Both crews are back in their home port, having been gone for four months. The timing of the return was scheduled to allow the sailors to be with friends and family for the Easter holiday.
The 400 sailors on the Cowpens (CG-63), a Ticonderoga-class 567-foot long guided missile cruiser, last left port this past September. A month later, the crew was giving assistance to the Filipino residents most affected by the Haiyan super typhoon.

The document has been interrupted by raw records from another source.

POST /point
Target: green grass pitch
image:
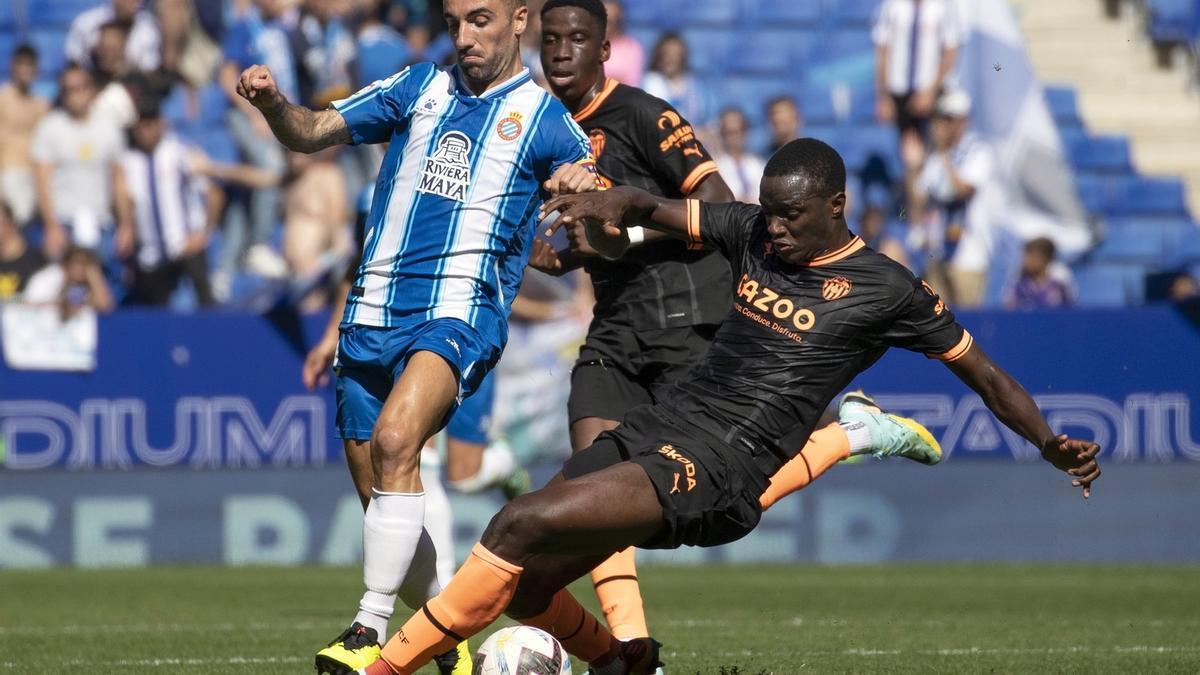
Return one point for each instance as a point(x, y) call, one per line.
point(731, 620)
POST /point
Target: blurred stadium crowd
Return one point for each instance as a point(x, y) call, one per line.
point(131, 174)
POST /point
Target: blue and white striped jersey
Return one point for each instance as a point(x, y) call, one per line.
point(455, 204)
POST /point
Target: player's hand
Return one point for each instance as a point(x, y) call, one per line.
point(605, 209)
point(545, 258)
point(885, 108)
point(571, 179)
point(922, 103)
point(125, 242)
point(315, 371)
point(257, 85)
point(1077, 458)
point(54, 242)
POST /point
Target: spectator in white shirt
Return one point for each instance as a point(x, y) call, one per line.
point(948, 202)
point(169, 204)
point(670, 78)
point(143, 48)
point(739, 167)
point(916, 47)
point(76, 163)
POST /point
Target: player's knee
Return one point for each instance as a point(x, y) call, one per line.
point(516, 531)
point(396, 447)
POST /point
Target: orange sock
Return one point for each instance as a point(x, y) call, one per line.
point(826, 447)
point(621, 598)
point(474, 597)
point(581, 634)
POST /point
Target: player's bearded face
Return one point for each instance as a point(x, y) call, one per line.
point(486, 35)
point(573, 52)
point(801, 223)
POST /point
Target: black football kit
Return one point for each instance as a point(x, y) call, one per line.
point(659, 305)
point(795, 338)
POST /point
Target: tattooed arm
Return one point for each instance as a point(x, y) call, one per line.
point(298, 127)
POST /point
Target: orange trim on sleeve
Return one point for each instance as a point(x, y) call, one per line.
point(694, 240)
point(696, 175)
point(487, 556)
point(591, 108)
point(840, 254)
point(959, 350)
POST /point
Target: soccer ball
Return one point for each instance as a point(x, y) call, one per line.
point(521, 650)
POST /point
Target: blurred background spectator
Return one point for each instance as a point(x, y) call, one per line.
point(628, 59)
point(741, 168)
point(18, 260)
point(327, 52)
point(785, 121)
point(167, 202)
point(916, 47)
point(382, 49)
point(76, 159)
point(76, 285)
point(670, 78)
point(1043, 282)
point(19, 113)
point(142, 47)
point(945, 202)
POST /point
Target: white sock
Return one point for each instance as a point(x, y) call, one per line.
point(497, 465)
point(859, 437)
point(391, 532)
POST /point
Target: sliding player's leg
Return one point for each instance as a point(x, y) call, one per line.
point(601, 393)
point(405, 416)
point(863, 428)
point(591, 517)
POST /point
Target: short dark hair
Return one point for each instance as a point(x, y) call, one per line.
point(1042, 245)
point(24, 51)
point(114, 25)
point(811, 159)
point(594, 7)
point(657, 54)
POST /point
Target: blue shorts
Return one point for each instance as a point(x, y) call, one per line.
point(370, 360)
point(473, 418)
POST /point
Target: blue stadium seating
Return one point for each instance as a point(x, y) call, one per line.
point(1161, 196)
point(856, 12)
point(751, 94)
point(1095, 193)
point(1101, 154)
point(706, 12)
point(1110, 285)
point(49, 43)
point(1063, 106)
point(1174, 21)
point(58, 13)
point(10, 18)
point(779, 13)
point(768, 52)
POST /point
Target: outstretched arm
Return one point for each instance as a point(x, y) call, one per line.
point(298, 127)
point(615, 208)
point(1012, 404)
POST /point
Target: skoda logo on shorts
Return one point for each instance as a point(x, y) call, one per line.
point(509, 127)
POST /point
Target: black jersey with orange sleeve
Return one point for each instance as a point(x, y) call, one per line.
point(797, 335)
point(641, 141)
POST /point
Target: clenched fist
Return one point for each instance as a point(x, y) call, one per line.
point(258, 87)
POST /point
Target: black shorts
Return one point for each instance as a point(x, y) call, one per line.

The ship carries the nickname “Mighty Moo”, and its unusal name commemorates a battle fought on January 17, 1781, during the American Revolution. A small group of colonials were able to withstand and eventually capture a much larger force of the British Army. The fighting occured in an area called the “Cowpens” in South Carolina. The ship was launched on its maiden voyage on March 11, 1989.
Meanwhile, the 509-foot USS Spruance (DDG-111), an Arleigh Burke-class guided missile destroyer, with its 260 naval personnel, departed Naval Base San Diego in October 2013, on its assignment to both the East and South China Seas, the Yellow Sea, and the Singapore Strait. While there at the tip of the Malay peninsula, a sailor from the Philippines was rescued by the Spruance after falling overboard.
The Spruance was commissioned in 2012 and honors Admiral Raymond Spruance. He was a cruiser commander during and after the Second World War who worked closely with Admiral William Halsey and eventually followed Admiral Chester Nimitz as the commander of the Pacific Fleet. Sprunce went on to be the commandant of the Naval War College and then the U.S. ambassador to the Philippines.
Both ships were built at the Bath Iron Works shipyard, located on the Kennebec River in Bath, Maine.